FROM SELMA TO SORROW: The Life and Death of Viola Liuzzo

By

Pub Date: Oct. 1st, 1998
ISBN: 0820322741
Publisher: Univ. of Georgia

A loving tribute to civil rights martyr Viola Liuzzo adds a heartfelt, substantive, and long-neglected page to the movement's historical record. Liuzzo, a white, 39-year-old wife and mother of five from Detroit, was gunned down on a deserted highway while ferrying demonstrators between Montgomery and Selma, Ala., after the 1965 voting rights march. She was killed for traveling alone at night with a black man--a Deep South taboo that caused many, north and south, to claim she got what she deserved. The savageness of the country's unfounded attack on Liuzzo's moral character destroyed her family and ruined her reputation. Many of the rumors of adultery, interracial sex, drug abuse, mental instability, and child abandonment were orchestrated by J. Edgar Hoover to deflect criticism from the FBI for ignoring warnings from an informant, who accompanied the killers and was eventually accused of pulling the trigger himself. At the time of Liuzzo's murder, Stanton was a young woman from Queens in the ""twilight"" that existed, in those prefeminist days, between high school graduation and marriage.

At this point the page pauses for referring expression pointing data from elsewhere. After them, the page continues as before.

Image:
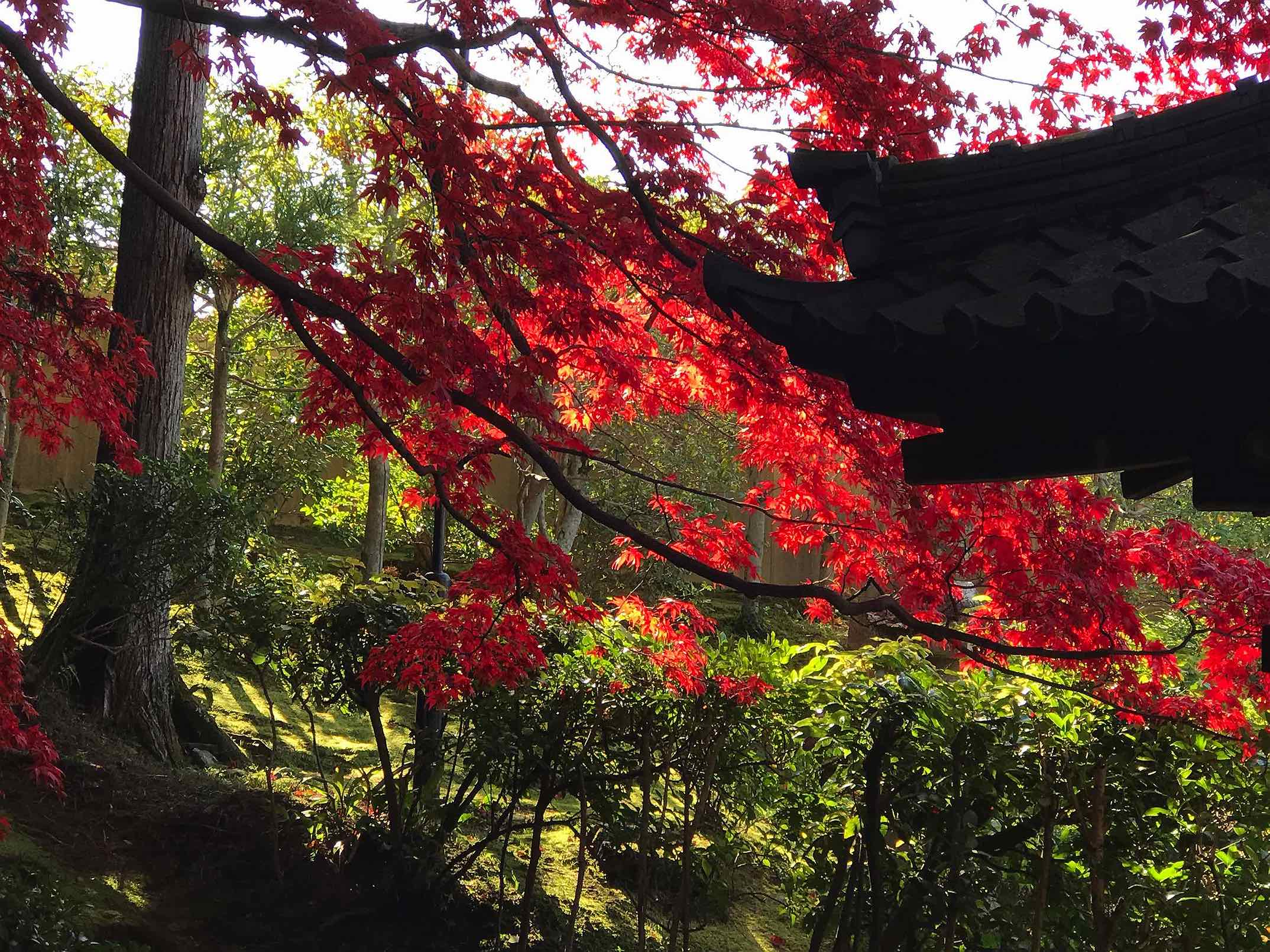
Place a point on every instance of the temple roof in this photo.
(1095, 303)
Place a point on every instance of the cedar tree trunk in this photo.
(224, 295)
(119, 597)
(376, 515)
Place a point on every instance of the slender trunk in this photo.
(11, 432)
(1047, 859)
(121, 593)
(679, 917)
(831, 899)
(502, 860)
(569, 518)
(390, 788)
(1095, 844)
(531, 872)
(848, 921)
(268, 775)
(756, 535)
(531, 498)
(646, 815)
(873, 833)
(582, 861)
(224, 297)
(376, 515)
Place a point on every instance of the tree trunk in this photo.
(831, 901)
(531, 498)
(1047, 859)
(582, 862)
(12, 434)
(646, 844)
(1093, 814)
(376, 515)
(119, 594)
(569, 518)
(531, 872)
(757, 526)
(224, 294)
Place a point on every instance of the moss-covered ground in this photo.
(138, 847)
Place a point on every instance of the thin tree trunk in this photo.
(848, 921)
(11, 432)
(646, 814)
(756, 535)
(268, 775)
(831, 899)
(569, 518)
(121, 593)
(376, 515)
(531, 498)
(1047, 859)
(224, 297)
(873, 833)
(378, 466)
(381, 745)
(679, 917)
(531, 872)
(1094, 817)
(582, 861)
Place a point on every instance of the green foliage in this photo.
(36, 914)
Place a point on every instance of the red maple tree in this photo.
(568, 151)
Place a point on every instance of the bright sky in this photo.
(106, 35)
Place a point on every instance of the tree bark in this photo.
(119, 594)
(757, 526)
(569, 518)
(531, 872)
(224, 295)
(12, 434)
(831, 901)
(582, 862)
(376, 515)
(646, 846)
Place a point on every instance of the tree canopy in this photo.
(556, 174)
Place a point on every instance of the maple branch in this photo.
(516, 96)
(624, 167)
(1085, 692)
(701, 493)
(291, 294)
(410, 37)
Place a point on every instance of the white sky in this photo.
(105, 36)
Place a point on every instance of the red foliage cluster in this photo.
(550, 293)
(18, 727)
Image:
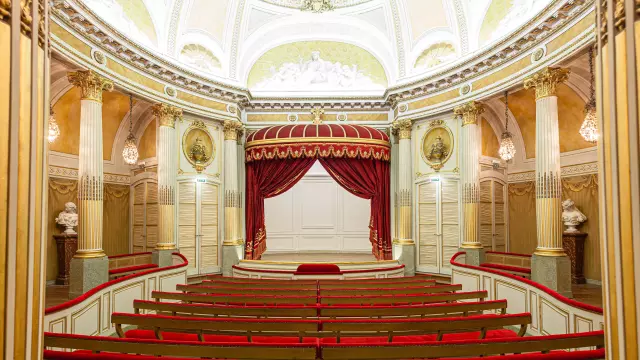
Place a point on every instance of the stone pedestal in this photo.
(405, 253)
(87, 273)
(551, 271)
(231, 255)
(474, 256)
(66, 244)
(573, 244)
(163, 258)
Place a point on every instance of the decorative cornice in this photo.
(233, 130)
(546, 80)
(565, 171)
(68, 173)
(550, 21)
(166, 114)
(91, 85)
(402, 128)
(469, 112)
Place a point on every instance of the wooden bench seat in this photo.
(283, 311)
(332, 330)
(402, 299)
(235, 299)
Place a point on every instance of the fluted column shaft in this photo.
(167, 173)
(90, 170)
(403, 196)
(548, 186)
(233, 197)
(470, 172)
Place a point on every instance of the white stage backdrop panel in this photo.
(317, 215)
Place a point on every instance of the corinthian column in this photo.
(470, 175)
(233, 244)
(167, 172)
(550, 265)
(404, 246)
(90, 266)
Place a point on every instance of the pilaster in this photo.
(167, 173)
(470, 142)
(549, 263)
(233, 244)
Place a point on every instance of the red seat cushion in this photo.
(318, 268)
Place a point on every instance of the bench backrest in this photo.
(430, 289)
(402, 299)
(226, 310)
(234, 299)
(203, 289)
(319, 328)
(462, 308)
(182, 348)
(466, 348)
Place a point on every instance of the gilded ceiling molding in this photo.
(237, 26)
(174, 22)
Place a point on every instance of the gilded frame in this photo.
(432, 126)
(198, 125)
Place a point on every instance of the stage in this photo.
(351, 266)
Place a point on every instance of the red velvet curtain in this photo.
(265, 179)
(368, 179)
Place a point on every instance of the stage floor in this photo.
(318, 257)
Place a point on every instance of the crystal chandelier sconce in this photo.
(130, 151)
(54, 130)
(589, 128)
(507, 149)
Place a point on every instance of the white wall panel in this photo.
(317, 214)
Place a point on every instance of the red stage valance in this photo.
(317, 141)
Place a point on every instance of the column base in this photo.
(232, 253)
(163, 257)
(87, 273)
(474, 256)
(405, 252)
(553, 272)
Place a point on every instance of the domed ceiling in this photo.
(300, 47)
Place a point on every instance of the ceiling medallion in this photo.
(317, 6)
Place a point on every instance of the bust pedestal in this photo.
(67, 244)
(573, 244)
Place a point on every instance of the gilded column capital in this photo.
(166, 114)
(545, 81)
(402, 128)
(90, 84)
(469, 112)
(233, 129)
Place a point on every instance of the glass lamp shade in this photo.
(589, 128)
(54, 130)
(130, 151)
(507, 149)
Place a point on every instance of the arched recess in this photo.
(332, 28)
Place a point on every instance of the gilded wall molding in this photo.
(565, 171)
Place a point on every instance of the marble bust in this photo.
(571, 216)
(68, 218)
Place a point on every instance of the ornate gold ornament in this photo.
(198, 146)
(437, 145)
(317, 115)
(469, 112)
(166, 114)
(402, 128)
(91, 85)
(233, 130)
(545, 81)
(317, 6)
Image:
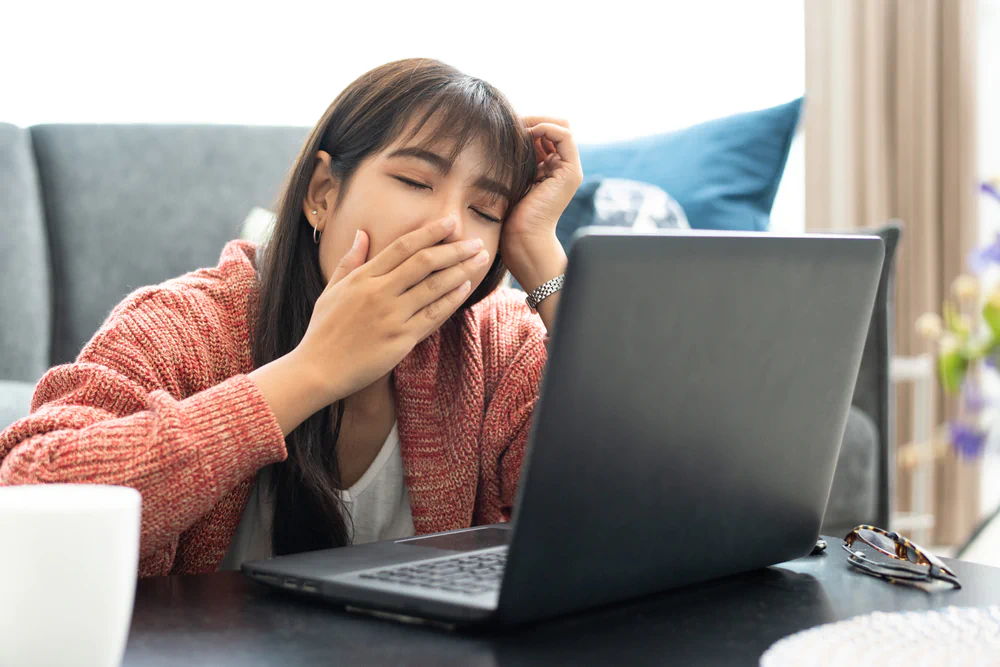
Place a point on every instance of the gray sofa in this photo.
(91, 212)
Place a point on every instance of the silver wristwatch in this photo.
(546, 289)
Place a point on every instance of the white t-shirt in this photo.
(378, 504)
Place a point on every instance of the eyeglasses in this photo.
(895, 558)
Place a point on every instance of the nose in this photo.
(458, 232)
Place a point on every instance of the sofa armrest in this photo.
(15, 401)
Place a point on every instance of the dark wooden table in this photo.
(226, 619)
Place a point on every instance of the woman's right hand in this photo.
(372, 313)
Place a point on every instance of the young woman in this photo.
(360, 376)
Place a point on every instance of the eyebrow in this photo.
(444, 165)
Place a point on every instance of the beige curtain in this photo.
(890, 133)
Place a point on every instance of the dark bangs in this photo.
(472, 110)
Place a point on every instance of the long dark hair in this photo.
(364, 119)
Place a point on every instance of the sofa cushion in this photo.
(724, 173)
(25, 298)
(133, 205)
(15, 401)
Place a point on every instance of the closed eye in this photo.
(412, 184)
(421, 186)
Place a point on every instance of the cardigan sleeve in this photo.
(518, 356)
(109, 418)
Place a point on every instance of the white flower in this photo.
(948, 343)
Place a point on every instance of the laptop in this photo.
(690, 418)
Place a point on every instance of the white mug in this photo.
(69, 559)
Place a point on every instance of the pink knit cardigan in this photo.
(159, 400)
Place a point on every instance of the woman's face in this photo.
(400, 190)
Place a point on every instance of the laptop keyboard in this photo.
(469, 574)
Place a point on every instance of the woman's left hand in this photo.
(528, 241)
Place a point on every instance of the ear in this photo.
(321, 194)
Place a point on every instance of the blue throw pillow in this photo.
(724, 173)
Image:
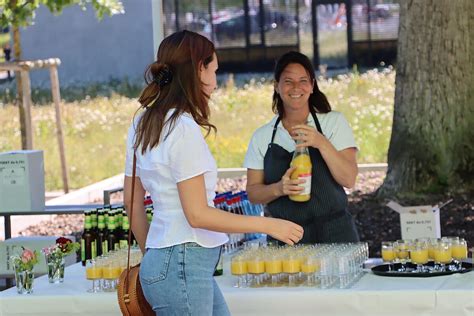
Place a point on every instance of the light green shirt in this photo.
(333, 124)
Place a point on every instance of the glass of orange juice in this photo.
(93, 273)
(419, 255)
(459, 252)
(256, 269)
(432, 245)
(402, 251)
(273, 267)
(238, 267)
(443, 255)
(388, 253)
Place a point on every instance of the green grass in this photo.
(95, 128)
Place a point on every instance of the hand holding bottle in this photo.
(307, 136)
(290, 186)
(285, 231)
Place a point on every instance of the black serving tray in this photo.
(384, 270)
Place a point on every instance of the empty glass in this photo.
(93, 273)
(238, 267)
(388, 253)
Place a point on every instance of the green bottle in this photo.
(112, 237)
(88, 240)
(101, 234)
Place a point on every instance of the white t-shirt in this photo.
(182, 155)
(333, 124)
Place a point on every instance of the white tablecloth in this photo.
(371, 295)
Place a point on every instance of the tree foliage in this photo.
(22, 12)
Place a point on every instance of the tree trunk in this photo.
(17, 56)
(432, 143)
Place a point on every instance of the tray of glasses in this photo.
(429, 270)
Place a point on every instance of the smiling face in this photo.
(208, 75)
(294, 87)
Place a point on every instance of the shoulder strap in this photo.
(131, 219)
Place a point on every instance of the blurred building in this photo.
(249, 34)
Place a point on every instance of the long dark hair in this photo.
(173, 82)
(317, 101)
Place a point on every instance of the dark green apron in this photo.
(324, 217)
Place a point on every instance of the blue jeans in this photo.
(178, 280)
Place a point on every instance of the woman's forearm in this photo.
(260, 193)
(341, 164)
(140, 224)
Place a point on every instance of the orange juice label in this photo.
(307, 184)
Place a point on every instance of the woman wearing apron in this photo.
(303, 113)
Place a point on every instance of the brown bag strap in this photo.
(131, 220)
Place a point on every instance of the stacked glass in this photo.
(319, 265)
(104, 271)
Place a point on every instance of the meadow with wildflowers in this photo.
(95, 128)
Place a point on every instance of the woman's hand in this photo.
(289, 186)
(309, 135)
(285, 231)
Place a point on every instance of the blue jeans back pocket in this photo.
(154, 266)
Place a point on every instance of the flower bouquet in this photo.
(23, 265)
(55, 255)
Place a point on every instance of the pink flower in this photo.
(27, 256)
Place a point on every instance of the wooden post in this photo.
(26, 104)
(53, 71)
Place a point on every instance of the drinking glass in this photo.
(238, 267)
(419, 255)
(402, 248)
(256, 269)
(443, 255)
(94, 274)
(309, 266)
(388, 253)
(432, 245)
(291, 266)
(109, 274)
(273, 267)
(459, 252)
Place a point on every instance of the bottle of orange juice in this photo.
(302, 161)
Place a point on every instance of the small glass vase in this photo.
(24, 280)
(55, 265)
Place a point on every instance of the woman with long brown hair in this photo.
(173, 163)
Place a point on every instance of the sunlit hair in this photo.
(317, 100)
(173, 81)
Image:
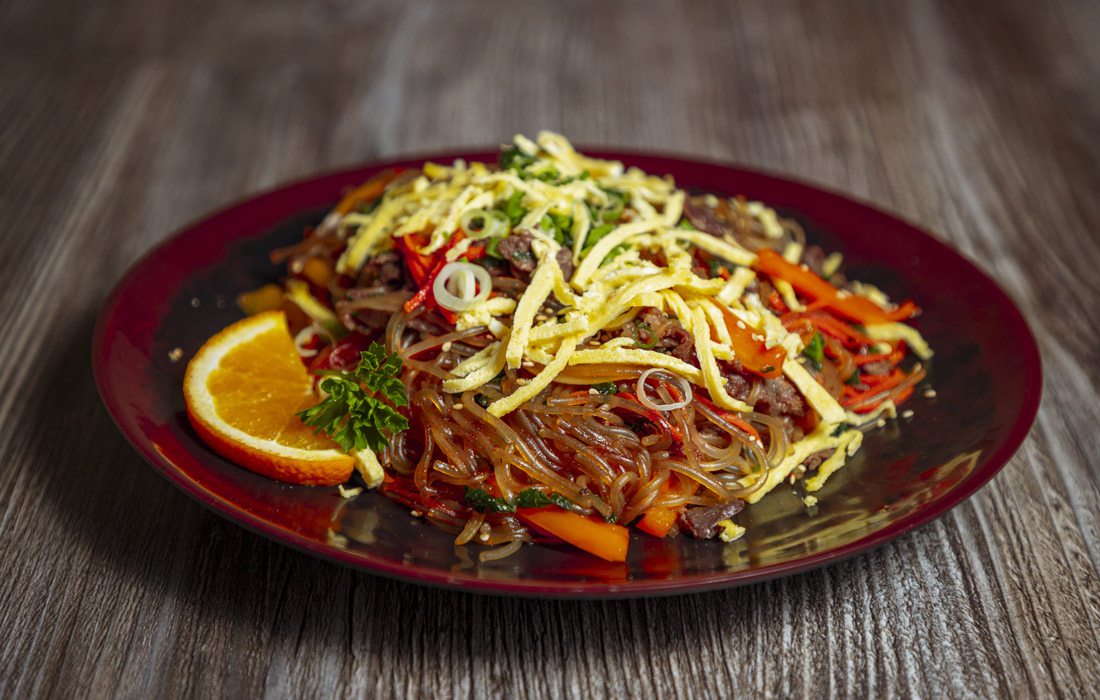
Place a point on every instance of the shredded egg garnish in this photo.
(625, 249)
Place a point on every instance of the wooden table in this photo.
(121, 121)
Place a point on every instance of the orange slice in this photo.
(243, 389)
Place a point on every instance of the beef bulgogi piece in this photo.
(517, 250)
(384, 270)
(779, 397)
(702, 522)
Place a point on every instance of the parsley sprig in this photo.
(360, 409)
(482, 501)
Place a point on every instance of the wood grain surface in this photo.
(121, 120)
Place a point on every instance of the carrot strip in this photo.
(591, 534)
(889, 382)
(853, 307)
(658, 522)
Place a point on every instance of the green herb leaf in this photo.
(642, 326)
(815, 350)
(360, 408)
(482, 502)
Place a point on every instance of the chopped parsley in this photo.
(815, 350)
(483, 502)
(360, 407)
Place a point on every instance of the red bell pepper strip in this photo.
(853, 307)
(752, 354)
(421, 295)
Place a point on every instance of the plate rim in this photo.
(108, 319)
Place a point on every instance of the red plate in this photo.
(986, 374)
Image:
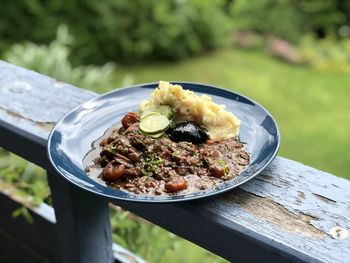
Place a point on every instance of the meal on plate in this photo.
(177, 143)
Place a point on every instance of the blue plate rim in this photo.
(167, 200)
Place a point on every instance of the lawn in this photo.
(312, 108)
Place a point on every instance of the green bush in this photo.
(290, 19)
(326, 54)
(119, 30)
(52, 60)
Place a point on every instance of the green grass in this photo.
(312, 108)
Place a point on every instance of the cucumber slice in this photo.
(162, 109)
(154, 123)
(165, 110)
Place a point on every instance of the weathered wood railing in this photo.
(289, 213)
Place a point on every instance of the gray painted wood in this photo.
(289, 213)
(24, 129)
(37, 241)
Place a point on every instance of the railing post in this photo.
(83, 225)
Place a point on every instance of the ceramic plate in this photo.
(74, 134)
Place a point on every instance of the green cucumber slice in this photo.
(162, 109)
(154, 123)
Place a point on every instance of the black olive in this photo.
(189, 131)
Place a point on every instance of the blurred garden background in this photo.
(292, 56)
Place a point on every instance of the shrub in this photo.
(290, 19)
(52, 60)
(326, 54)
(119, 30)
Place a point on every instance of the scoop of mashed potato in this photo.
(187, 105)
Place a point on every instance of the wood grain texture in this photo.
(290, 212)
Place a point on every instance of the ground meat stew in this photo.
(135, 162)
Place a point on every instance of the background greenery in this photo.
(108, 44)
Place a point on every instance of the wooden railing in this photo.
(289, 213)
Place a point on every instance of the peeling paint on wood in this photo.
(289, 206)
(267, 210)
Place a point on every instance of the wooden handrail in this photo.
(289, 213)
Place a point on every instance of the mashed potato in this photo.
(187, 105)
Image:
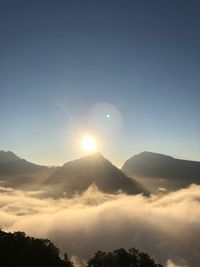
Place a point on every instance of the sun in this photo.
(88, 143)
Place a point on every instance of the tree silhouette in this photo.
(17, 249)
(121, 257)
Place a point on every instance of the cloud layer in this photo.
(167, 228)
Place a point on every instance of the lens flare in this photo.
(88, 143)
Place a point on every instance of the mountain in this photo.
(165, 171)
(17, 172)
(78, 175)
(7, 156)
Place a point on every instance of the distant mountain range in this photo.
(153, 171)
(162, 171)
(17, 172)
(78, 175)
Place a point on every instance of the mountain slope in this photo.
(78, 175)
(7, 156)
(17, 172)
(170, 172)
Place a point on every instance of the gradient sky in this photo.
(65, 65)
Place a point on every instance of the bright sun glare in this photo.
(88, 143)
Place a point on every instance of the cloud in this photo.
(165, 227)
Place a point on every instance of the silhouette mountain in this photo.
(168, 170)
(7, 156)
(15, 171)
(78, 175)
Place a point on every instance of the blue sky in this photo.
(59, 60)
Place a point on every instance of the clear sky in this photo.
(65, 65)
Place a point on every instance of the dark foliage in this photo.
(122, 258)
(17, 249)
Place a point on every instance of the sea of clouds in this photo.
(167, 227)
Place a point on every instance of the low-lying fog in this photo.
(167, 228)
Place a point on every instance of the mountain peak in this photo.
(79, 175)
(7, 156)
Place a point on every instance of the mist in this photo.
(165, 227)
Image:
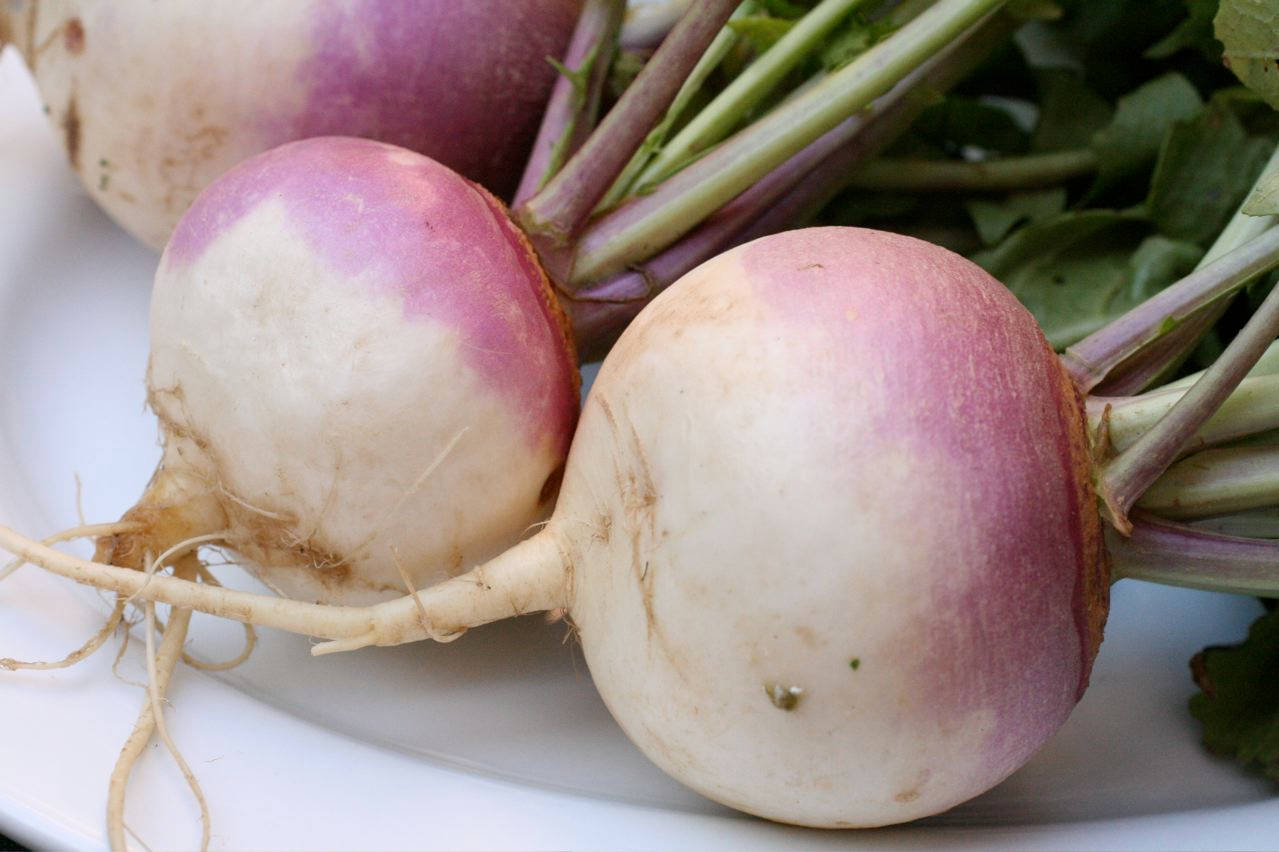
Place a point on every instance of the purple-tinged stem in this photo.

Impressed by Liuzzo's flouting of social convention, Stanton (human resources director for Manhattan's Riverside Church) experienced an awakening that led to college and a stint of social activism in Appalachia. Approaching 50 and puzzled by Liuzzo's status as historical persona non grata (not a single book was written about her in the 20 years since her death), Stanton tackled the project herself--with no agent, no publisher, no advance. It amounts to a personal quest, producing a book that is more spiritual journey than straight autobiography. Stanton admits losing objectivity, but she has nothing to fear: she rights a grievous wrong in rehabilitating Liuzzo's legacy, and her research is thorough and unassailable. Stanton righteously reclaims a broken reputation from history's dustbin. Her Liuzzo is not a saint, but a courageous woman--restless, idealistic, stubborn, principled, and tragically ahead of her time.